Punctuating Carrasco’s stories of Morrison were clips from the film “Toni Morrison: The Pieces I Am,” which was released earlier this year.
Cornel West, HDS professor of the practice of public philosophy, also spoke about his work and friendship with Morrison. He called her “a black metaphysician who understood that if you want to understand anything about what it means to be human and what it means to be modern, sooner or later you’re going to have to come to terms with the great tradition of a people who were enslaved and Jim Crowed and thoroughly hated, but taught the world so much of love. Love of wisdom. Love of goodness. Love of God. Love of truth.”
Morrison had strong ties to Harvard University. She received an honorary degree in 1989, was awarded the 2007 Radcliffe Institute Medal, spoke during the inauguration of former President Drew Faust in 2007, and delivered the Charles Eliot Norton Lectures in 2016.
The lively event paid tribute to Morrison not only through stories, but also with music, singing, and acting.
Actor Alexandria Danielle King gave a stirring and emotional performance of “What She Gave,” a dramatic reading of Morrison’s prose interspersed with powerful singing. Pianist and composer Danilo Pérez also performed a new composition created for Morrison titled “Beloved.”

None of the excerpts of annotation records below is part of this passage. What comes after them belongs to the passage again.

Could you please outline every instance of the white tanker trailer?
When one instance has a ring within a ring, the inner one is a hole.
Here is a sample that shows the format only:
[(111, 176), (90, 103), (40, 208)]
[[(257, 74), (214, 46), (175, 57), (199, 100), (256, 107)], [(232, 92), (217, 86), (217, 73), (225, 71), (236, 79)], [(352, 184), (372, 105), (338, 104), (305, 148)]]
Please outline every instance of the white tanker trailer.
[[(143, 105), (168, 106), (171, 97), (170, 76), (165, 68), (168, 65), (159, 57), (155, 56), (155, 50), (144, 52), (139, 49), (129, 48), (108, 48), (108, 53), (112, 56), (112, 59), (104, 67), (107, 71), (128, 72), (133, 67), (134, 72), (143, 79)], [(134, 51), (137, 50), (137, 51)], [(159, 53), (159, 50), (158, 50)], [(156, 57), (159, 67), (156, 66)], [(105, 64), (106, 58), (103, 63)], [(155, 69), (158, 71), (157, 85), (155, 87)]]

Music was used poignantly during the event to pay tribute to Anne E. Monius, professor of South Asian religions at HDS, who died this summer. Monius was at work on a book about Bob Marley and religion, and she was remembered with the playing of Marley’s “Three Little Birds.”
The event, which also served as HDS’s Convocation, included a welcome from Dean David N. Hempton.
“This Convocation is indeed a celebration of life, of courage, of the language of freedom, and new beginnings,” said Hempton.
Ramona Peters, a Wampanoag elder, opened the event by welcoming new students to their location on the ancestral lands of the Massachusett, Nipmuc, and Wampanoag peoples.
“We as Wampanoag people have hosted many a traveler from far-off lands who have come to find their own personal medicine, their spiritual medicine to help them grow. They take that and go back to their homelands and bring it to their people,” she said. “So I’m welcoming you here, on behalf of the Wampanoag people, and hope that you find your medicine.”
West ended the event with a blessing.
“Let us go forth with a spiritual fortitude and a moral determination, especially young students, to leave this world just a little better than you found it so that the afterlife of not just Sister Toni, but Sister Anne, too, is at work in our lives. Let’s keep the love and justice going.”